Avec le Covid, beaucoup de gens ici ont pensé que c’était leur chance. Ils se sont dit qu’avec tous ces morts en Europe, il y aurait du travail pour eux là-bas.
« Je sais que les gens de ma famille et mes amis en Europe ne vivent pas mieux que moi, ajoute-t-il. Mon ami, qui est en Espagne depuis cinq ans, qui a même réussi à avoir les papiers, il n’arrive même pas à économiser pour construire sa maison. » Ibrahima dit que les jeunes veulent aller trop vite, qu’ils rêvent, qu’ils pensent qu’en Europe, tout le monde est riche. Lui qui travaille régulièrement avec des Blancs sait que ce n’est pas vrai. Mais comment résiste-t-on à l’envie d’ailleurs quand on a 20 ans et que le chômage touche plus d’un jeune sur trois ?

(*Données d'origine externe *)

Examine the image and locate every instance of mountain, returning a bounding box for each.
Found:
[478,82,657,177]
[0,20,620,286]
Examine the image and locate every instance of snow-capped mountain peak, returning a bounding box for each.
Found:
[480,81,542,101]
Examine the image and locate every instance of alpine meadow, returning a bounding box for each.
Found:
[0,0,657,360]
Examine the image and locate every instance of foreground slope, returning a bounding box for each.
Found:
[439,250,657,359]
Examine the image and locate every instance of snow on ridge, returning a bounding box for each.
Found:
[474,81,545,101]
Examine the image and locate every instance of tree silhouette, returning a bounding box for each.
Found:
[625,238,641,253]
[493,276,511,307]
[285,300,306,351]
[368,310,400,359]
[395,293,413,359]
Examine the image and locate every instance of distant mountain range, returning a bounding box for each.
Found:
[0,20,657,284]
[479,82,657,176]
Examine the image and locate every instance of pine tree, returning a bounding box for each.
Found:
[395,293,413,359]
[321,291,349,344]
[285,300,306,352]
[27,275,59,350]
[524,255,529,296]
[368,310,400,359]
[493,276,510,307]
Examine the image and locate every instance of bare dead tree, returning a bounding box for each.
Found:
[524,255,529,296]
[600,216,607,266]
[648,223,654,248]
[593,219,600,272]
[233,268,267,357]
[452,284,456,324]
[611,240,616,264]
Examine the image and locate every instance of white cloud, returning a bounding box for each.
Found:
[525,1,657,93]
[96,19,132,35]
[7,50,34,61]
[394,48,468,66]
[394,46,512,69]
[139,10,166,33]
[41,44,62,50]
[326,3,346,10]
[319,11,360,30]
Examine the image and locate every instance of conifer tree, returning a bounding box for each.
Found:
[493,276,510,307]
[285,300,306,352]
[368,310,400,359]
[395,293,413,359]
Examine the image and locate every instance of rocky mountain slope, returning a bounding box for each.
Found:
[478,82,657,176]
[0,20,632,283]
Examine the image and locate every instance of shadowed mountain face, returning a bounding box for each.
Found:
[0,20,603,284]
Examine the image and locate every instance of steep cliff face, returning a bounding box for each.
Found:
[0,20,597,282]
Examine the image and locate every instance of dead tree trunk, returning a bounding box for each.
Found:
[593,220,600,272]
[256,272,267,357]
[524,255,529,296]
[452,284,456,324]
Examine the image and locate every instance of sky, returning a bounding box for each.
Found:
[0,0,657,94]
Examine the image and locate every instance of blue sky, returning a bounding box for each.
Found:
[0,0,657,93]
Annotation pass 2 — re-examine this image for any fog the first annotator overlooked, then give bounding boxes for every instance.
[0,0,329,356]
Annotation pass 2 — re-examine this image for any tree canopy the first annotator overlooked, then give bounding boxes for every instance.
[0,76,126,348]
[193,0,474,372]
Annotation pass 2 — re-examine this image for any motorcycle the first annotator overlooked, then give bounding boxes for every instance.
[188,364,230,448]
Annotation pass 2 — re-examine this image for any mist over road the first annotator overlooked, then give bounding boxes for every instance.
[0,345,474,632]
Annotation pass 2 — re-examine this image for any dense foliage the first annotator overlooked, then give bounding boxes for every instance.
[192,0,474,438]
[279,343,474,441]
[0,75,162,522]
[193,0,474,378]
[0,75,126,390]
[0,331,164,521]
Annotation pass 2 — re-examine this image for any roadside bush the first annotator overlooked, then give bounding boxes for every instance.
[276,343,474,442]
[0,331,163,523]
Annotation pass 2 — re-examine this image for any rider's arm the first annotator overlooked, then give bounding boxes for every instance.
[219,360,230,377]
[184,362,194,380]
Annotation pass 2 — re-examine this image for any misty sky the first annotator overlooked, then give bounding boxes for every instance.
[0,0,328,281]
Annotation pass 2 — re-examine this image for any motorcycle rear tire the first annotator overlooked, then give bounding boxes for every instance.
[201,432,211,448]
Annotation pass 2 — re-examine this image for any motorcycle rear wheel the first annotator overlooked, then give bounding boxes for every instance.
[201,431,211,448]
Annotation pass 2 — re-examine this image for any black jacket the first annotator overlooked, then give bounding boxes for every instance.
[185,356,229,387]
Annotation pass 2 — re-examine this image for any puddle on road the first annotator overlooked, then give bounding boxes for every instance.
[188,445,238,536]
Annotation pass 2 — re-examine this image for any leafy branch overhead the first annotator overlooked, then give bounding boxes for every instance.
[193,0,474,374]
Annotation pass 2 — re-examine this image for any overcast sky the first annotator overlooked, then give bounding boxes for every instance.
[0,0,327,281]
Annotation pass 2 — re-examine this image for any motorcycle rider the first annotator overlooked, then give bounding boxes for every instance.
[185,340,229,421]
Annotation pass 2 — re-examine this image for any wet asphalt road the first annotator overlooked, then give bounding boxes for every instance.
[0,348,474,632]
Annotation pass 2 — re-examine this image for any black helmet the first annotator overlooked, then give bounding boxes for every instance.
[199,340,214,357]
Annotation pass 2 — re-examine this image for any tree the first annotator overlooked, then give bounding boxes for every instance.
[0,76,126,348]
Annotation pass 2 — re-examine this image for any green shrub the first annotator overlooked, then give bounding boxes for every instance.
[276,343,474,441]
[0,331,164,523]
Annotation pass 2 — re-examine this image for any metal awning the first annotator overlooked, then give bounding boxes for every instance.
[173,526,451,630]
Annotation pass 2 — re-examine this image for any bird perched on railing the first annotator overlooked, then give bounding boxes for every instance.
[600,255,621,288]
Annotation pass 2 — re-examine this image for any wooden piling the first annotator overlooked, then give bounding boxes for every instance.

« Tu sais, avec le Covid, beaucoup de gens ici ont pensé que c’était leur chance, me dit Ibrahima. Ils se sont dit qu’avec tous ces morts en Europe, il y aurait du travail pour eux là-bas.
C’est la première fois que j’entends cette explication.
Ce sont surtout des vieux qui sont morts, dis-je. Et au contraire, beaucoup d’entreprises ont utilisé la pandémie comme une justification pour licencier des travailleurs.
Tout ça, les gens ne le savent pas ici, rétorque Ibrahima. Ils regardent la télé, ils voient les morts, les morts, les morts, ils se disent : c’est notre chance.
Regarde, dis-je en dessinant une pyramide à l’envers sur mon carnet. Là-haut, ce sont les vieux, et en bas, ce sont les jeunes. En Europe, il y a beaucoup moins de jeunes que de vieux. Et les vieux qui meurent, ce sont des vieux de 70, 80, 90 ans. Ils ne travaillent plus depuis longtemps. »
Ibrahima hoche la tête. Dessinée sur mon carnet, la réalité démographique européenne avec sa population vieillissante paraît bien lointaine ici, comme l’est celle de l’Afrique en Europe. Au Sénégal, la moyenne d’âge de la population est de 19 ans, et 75 % des habitants ont moins de 35 ans. Chaque année, 100 000 nouveaux demandeurs d’emploi arrivent sur le marché. Selon les estimations officielles, ils seraient 300 000 par an d’ici 2030. Des chiffres que le marché de l’emploi sera incapable d’absorber, malgré les injonctions à l’auto-emploi régulièrement formulées par le gouvernement, mais aussi par la génération des plus de 40 ans comme Ibrahima, qui fustige facilement les jeunes qui « ne veulent pas travailler ». Alors, partir ou rester ? Ibrahima a déjà son plan : faire un prêt à la banque pour construire son poulailler, et laisser sa Peugeot 308 à son neveu de 20 ans pour qu’il fasse taxi. Il lui a déjà payé son permis. Il n’a aucune envie de le voir prendre la mer.